The question is whether, at the 10% significant level, we can reject the null hypothesis that the population mean is greater than or equal to 25, when we have a sample mean of 24.2 and a population standard deviation of 1.5. The answer is yes: the null hypothesis should be rejected and Brickley should receive his 50% bonus. The standard error of the sample mean here is 1.5/sqrt(100) = .15. The test statistic is therefore 24.2-25 divided by .15, or -5.33. The critical test statistic is -1.28, since this is a one-tailed test. Since -5.33 is less than -1.28, we reject the null hypothesis at the 10% significance level and award Brinkley his bonus.

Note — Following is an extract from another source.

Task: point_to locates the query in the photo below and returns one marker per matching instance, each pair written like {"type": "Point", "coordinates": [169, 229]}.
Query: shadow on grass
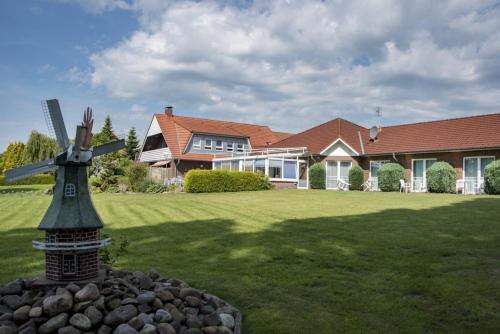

The null hypothesis is H0: Mu0 >= 25% and alternative hypothesis is Mu0<25% The rejection rejection for which the alternative hypothesis claim is tested is on the left tail of the normal distribution. Since it is one tail test, all of Alpha is present in the left tail. The t-critical value would there fore be -ve, and the null hypothesis cannot be rejected if the t-calc value is greater(on the right side to) than t-critical. In the calcuation of t-calc , (24.2 - 25)/(1.5/ sqrt(100)), need to be consistent in both numerator and denominator as each variable is in percentage term.
I find this step 6 a bit unusual. Isn’t it suppose to say “Reject the null hypothesis for both the 25% and 50% bonus level because the test statistic is MORE than the critical value”? Any thoughts?
Why is the critical test statistic in this problem -1.28? Where do you find that number? Do you just have to memorize it?